1. A manuscript version of partial content in the Book of Odes. This is the first one published by the editor, in the first volume Anhui daxue cang Zhanguo zhujian (yi) 安徽大學藏戰國竹簡 (—).
2. Circa 450 strips related to history of the state of Chu. This group is further subdivided into two sections on the basis of writing style: a section of 300 strips, covering the bureaucratic structure of the Chu state, and a section of circa 150 strips recording historical events.
3. A group of philosophical texts, of circa 376 strips. This includes sayings attributed to Confucius, some of which previously known from the Lunyu, and some of which previously unknown. There are also writings on how the noble person (君子) ought to behave, a parallel version of the Shanghai Museum manuscript Cao Mo zhi zhen 曹沫之陳, and writings related to the text that goes by the name of its alleged authors, Mozi and the Zhuangzi.
4. Material similar or related to the Chu Ci, in two groups of 24 and 27 strips each.

The remaining material cover topics of oneiromancy and physiognomy.

== Content ==

- The first volume Anhui daxue cang Zhanguo zhujian (yi) 安徽大學藏戰國竹簡（一）was published in 2019. The editors collected strips that represented a section of the Book of Odes. This manuscript initially comprised 117 numbered strips, of which only 93 survive. It preserves a total of 57 odes, and three more can be reconstructed. The first issue of volume 4 of the journal Bamboo and Silk collects studies of this first manuscripts.
- According to preliminary reports, the second volume will include a manuscript titled Zhongni 仲尼 (courtesy name of Confucius 孔子) by the editors. The manuscript is of 13 strips, around 43 cm long and with a 0.6 width. Strips 1 to 7 are numbered on the verso side, and there are writings on the verso of strips 7, 8, and 12. Albeit not titled, the manuscript covers content related to the transmitted Analects 論語. For example, strip 7 reads "仲尼曰：古之學者自為，今之學為人"; Analects 14.24 reads "子曰：古之學者為己，今之學者為人。" While the content conveyed is the same, the manuscript shows a degree of stability at the level of individual sayings, and occasionally some clusters. The arrangement in chapters, when compared to the transmitted Analects, differs. This situation differs from the arrangement of content in the case of the Odes, whose sections and ode sequence are more stable. The second volume was published in 2022.
- A version of the text Cao Mie zhi zhen 曹沫之陣, known in the scholarship as one of the manuscripts of the Shanghai Museum collection (published in volume 4).
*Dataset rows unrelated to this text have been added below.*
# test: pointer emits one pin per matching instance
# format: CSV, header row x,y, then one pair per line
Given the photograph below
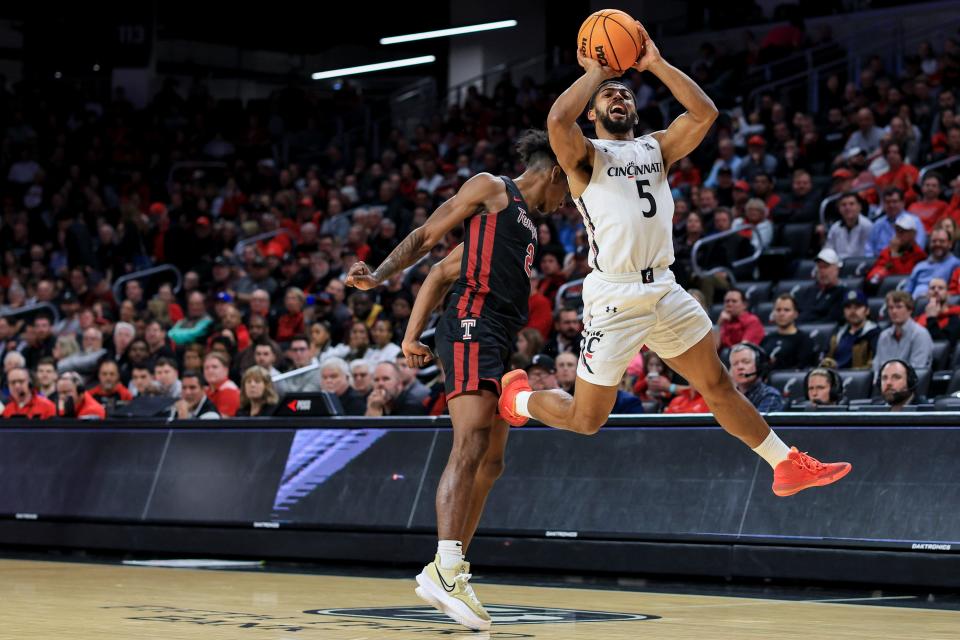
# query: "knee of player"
x,y
471,450
716,387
The Anhui University version is of 44 strips, 2 fewer than the Shanghai Museum version. In both cases, the title has been assigned by the editors. They are circa 48.5 cm long, and 0.6 in width; each strip has circa 45 characters per strip (as opposed to the 33 characters per strip in the Shanghai version). The verso side has cuts, although they do not appear to give a single continuous line. Like the Shanghai Cao Mie zhi zhen, this new manuscript narrates a dialogue between Duke Zhuang of Lu 鲁莊公 and his advisor Cao Mie 曹沫. The two manuscripts have both lexical and graphic variations.